T. cruzi transmission primarily occurs when humans are exposed to the contaminated feces of infected, haematophagous triatomine vectors. Large-scale intervention schemes launched in different regions of Latin America in the 1990s have successfully shrunk the geographic limits and prevalence of vectorborne parasite transmission and led to an overall ∼40% reduction of disease prevalence (Schofield et al., 2006). However, different ecological and demographic issues converged in the last decades to shift the epidemiological landscape for this disease. For instance, recent outbreaks of acute cases in certain regions from Brazil and Venezuela were not strictly vectorborne but rather due to accidental ingestion of T. cruzi-tainted food and fluids (Alarcon de Noya et al., 2010, Segovia et al., 2013). This ‘foodborne’ transmission mode likely constitutes an ancient epidemiological trait, very important to the zoonotic spreading of the parasite (Gurtler and Cardinal, 2015), and appears to be associated with increased virulence and a higher case-fatality rate in humans (Alarcon de Noya et al., 2010, Segovia et al., 2013). In addition, migratory trends of infected populations from rural areas to urban centres and/or to nonendemic regions along with changes in the ecogeographical distribution of vector populations have led to the gradual urbanization and globalization of Chagas disease, which is now recognized as an emerging worldwide threat to public health (Eisenstein, 2016). Indeed, the risk of acquiring Chagas disease through infected blood transfusion and organ transplantation is becoming a major problem even in areas of nonendemicity, such as the United States, Australia and Europe (Requena-Mendez et al., 2015, Schmunis and Yadon, 2010). Moreover, the congenital route of infection, which constitutes the main transmission mode of T. cruzi in nonendemic areas, is now estimated to be responsible for 22% of new annual infections in endemic countries with active programs for home vector infestations control (Carlier and Truyens, 2015).
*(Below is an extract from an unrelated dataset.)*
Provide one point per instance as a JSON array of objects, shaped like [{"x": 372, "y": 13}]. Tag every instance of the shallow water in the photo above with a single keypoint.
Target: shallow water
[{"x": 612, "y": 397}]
In this scenario, a strong and global partnership aimed to coordinate actions to control parasite transmission is urgently needed. In particular, we need to redouble our efforts to control home vector infestation, to screen blood supplies and to identify and subsequently treat T. cruzi-infected people who are still in the early stages of the disease to avoid sequelae, morbidity and economic losses. As a major step towards these goals, we ought to develop novel biomarkers able to overcome the limitations of current diagnostic applications. In this chapter, we critically appraise what has so far been achieved in this area. We also discuss possible ways to proceed to address major and still unmet diagnostic demands and the opportunity provided by recent advances in high-throughput methods (i.e., peptide synthesis technology, genomics and proteomics) in Chagas disease biomarker discovery.